COPYRIGHT(2024) Booklist, ALL RIGHTS RESERVED.
October 1, 2024
An actor and comedian tells the story of her journey from being an unpaired "animal" to a "new mammal mother" in love. After Slate completed her first book, "the issue of finding a partner...never rested and never allowed rest for [her] either." Senses heightened, she had stepped into her most animal self and was on a quest to "fulfill [her] mammal instincts." Loneliness and emotional vulnerability made her seek connection with neighborhood dogs and insights from books that promised to bring soulmates. When love did finally find her, the anxiety that he would reject her for being herself and "drinking tequila on a Saturday afternoon...then [having] a bath with my friend" was intense. After the pair became a couple and Slate became pregnant with the baby she called "the lifeform," her neuroses--which the author mocks through an imaginary session with a psychologist--went into overdrive. Yet even as she wrestled with her fears, Slate also discovered that the body that was so often a "bay of doubt" was also becoming a "harbor of well-being" for the life-form to which she was attached.
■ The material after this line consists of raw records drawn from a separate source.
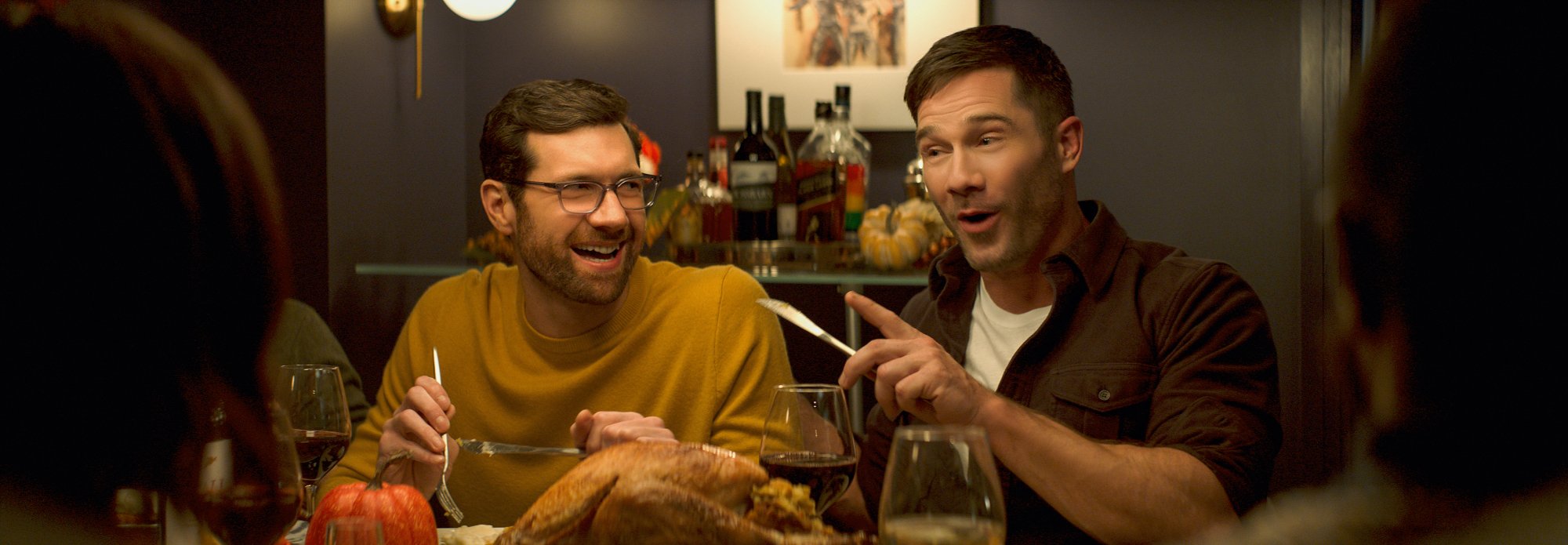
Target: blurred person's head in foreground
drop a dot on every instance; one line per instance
(1453, 311)
(154, 281)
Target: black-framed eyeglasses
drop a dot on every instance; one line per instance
(584, 198)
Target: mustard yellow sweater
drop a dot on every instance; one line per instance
(691, 345)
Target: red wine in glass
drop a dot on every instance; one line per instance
(827, 475)
(319, 452)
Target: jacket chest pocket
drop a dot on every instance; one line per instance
(1106, 401)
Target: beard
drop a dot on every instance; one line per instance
(556, 265)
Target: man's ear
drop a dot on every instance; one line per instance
(499, 207)
(1070, 143)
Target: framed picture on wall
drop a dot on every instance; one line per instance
(802, 49)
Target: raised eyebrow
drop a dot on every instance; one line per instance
(971, 121)
(985, 118)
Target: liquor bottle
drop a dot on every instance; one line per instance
(686, 231)
(785, 194)
(857, 188)
(753, 176)
(719, 212)
(826, 168)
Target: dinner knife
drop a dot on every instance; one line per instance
(490, 449)
(799, 318)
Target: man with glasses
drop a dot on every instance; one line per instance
(584, 342)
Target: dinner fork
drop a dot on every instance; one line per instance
(446, 461)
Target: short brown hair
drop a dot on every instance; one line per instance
(548, 107)
(1042, 82)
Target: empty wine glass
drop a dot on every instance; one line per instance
(808, 441)
(942, 488)
(319, 411)
(355, 532)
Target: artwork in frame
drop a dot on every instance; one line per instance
(802, 49)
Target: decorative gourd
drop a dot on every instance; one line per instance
(404, 513)
(895, 238)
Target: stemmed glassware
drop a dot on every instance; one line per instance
(942, 488)
(319, 411)
(808, 441)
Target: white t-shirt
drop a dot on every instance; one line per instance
(995, 336)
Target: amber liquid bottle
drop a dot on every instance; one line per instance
(719, 205)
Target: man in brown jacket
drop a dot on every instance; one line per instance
(1130, 391)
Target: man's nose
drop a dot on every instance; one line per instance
(965, 176)
(611, 212)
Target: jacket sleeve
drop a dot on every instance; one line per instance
(1218, 395)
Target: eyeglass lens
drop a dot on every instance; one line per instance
(636, 193)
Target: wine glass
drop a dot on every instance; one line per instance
(355, 532)
(808, 441)
(942, 488)
(250, 489)
(319, 411)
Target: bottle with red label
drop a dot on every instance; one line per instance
(827, 166)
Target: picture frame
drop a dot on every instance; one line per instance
(757, 50)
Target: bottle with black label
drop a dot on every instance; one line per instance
(785, 194)
(753, 177)
(824, 171)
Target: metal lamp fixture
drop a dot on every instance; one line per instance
(479, 9)
(402, 16)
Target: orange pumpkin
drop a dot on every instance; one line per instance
(404, 513)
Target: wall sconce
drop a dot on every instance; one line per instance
(402, 16)
(479, 9)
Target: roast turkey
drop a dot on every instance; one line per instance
(666, 494)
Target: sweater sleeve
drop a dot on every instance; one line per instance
(753, 347)
(360, 463)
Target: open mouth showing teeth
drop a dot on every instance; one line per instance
(598, 253)
(976, 216)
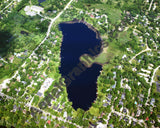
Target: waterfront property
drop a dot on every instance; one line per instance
(78, 39)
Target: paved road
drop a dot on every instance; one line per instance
(47, 35)
(147, 49)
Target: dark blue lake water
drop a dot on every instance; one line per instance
(80, 80)
(40, 1)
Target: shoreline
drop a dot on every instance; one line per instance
(97, 36)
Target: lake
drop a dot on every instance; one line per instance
(78, 39)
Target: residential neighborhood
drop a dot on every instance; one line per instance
(33, 92)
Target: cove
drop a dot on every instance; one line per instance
(78, 39)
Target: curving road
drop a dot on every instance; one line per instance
(147, 49)
(47, 35)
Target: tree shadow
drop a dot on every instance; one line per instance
(5, 42)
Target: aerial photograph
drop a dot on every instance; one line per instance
(79, 63)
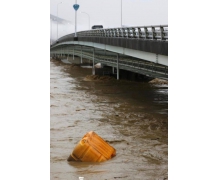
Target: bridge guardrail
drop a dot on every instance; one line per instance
(159, 32)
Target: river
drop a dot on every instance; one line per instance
(131, 116)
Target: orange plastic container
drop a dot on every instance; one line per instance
(92, 148)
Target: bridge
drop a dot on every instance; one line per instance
(140, 50)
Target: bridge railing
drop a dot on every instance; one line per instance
(159, 32)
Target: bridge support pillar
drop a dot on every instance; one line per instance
(117, 69)
(93, 62)
(81, 55)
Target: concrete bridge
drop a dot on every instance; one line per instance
(139, 50)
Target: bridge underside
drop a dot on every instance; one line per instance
(144, 63)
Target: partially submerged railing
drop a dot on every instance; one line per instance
(159, 32)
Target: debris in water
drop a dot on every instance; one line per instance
(92, 148)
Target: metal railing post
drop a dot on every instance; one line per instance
(117, 69)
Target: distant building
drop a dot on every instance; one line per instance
(97, 27)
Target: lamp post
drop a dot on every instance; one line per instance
(88, 16)
(57, 17)
(121, 13)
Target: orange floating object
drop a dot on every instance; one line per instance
(92, 148)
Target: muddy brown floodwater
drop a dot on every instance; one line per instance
(131, 116)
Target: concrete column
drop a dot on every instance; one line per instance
(117, 69)
(93, 62)
(73, 52)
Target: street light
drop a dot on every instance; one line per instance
(121, 13)
(89, 18)
(57, 17)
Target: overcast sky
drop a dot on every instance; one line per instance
(108, 14)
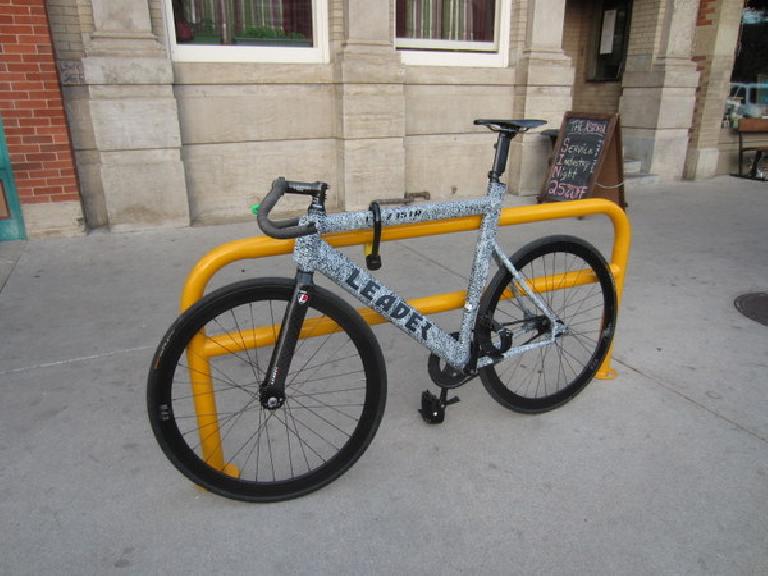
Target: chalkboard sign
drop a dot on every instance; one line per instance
(587, 160)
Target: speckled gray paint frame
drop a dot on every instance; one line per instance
(312, 253)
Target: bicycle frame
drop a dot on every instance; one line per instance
(312, 254)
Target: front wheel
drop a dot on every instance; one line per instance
(574, 281)
(204, 387)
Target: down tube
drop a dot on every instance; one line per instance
(388, 303)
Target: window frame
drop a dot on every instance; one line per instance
(429, 52)
(594, 51)
(317, 53)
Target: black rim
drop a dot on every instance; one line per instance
(334, 398)
(546, 377)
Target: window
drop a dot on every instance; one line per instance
(610, 50)
(453, 32)
(446, 24)
(238, 30)
(749, 80)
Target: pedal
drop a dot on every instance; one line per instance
(433, 408)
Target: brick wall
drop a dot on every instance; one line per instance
(32, 108)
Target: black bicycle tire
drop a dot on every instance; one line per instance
(190, 322)
(551, 244)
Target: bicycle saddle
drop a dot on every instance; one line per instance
(510, 125)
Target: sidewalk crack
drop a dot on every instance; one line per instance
(684, 396)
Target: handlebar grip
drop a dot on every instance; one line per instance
(280, 229)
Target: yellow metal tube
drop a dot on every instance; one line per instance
(262, 247)
(229, 343)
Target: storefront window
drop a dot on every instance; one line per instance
(610, 46)
(447, 24)
(244, 22)
(748, 96)
(248, 30)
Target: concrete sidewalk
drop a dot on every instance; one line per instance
(662, 471)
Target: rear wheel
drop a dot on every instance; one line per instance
(574, 281)
(334, 396)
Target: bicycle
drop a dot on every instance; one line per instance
(298, 387)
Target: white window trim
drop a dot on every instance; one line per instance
(318, 53)
(419, 52)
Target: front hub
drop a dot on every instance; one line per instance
(271, 398)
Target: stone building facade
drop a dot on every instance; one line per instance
(167, 133)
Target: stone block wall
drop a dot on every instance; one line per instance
(35, 122)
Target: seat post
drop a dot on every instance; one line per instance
(500, 160)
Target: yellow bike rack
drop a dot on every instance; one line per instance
(200, 349)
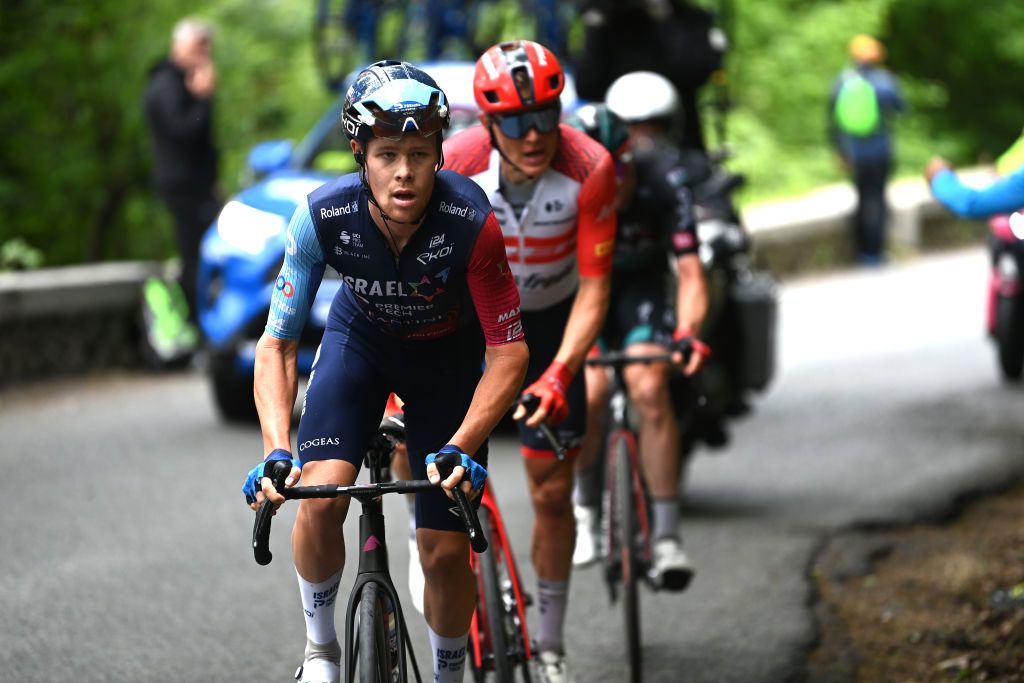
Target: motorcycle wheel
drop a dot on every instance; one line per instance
(232, 390)
(1010, 336)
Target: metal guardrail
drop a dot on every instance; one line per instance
(75, 318)
(71, 321)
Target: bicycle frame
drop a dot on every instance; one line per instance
(622, 431)
(373, 566)
(499, 544)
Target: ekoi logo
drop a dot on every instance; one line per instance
(285, 287)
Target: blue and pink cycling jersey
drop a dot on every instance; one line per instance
(416, 325)
(454, 263)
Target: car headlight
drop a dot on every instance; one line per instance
(247, 228)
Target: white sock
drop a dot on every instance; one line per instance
(552, 599)
(450, 656)
(317, 605)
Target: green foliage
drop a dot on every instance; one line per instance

Then, during a time of "plague and disruption," the author "exploded [her] vagina" to give birth, becoming not only a mother, but a "mammal with a soul that [was] born anew every day." Though still haunted by a "purple-dark hole marking me in the afternoons," Slate had become secure enough in the "nest" she had built for herself to see the hole more as a "bluish egg-thing" portending possibility. At times whimsical in its flights of fancy and always surprising in the moments of lyrical grace it offers, Slate's book celebrates the transformative power of surrendering to love and life. Delightfully offbeat and unexpectedly moving.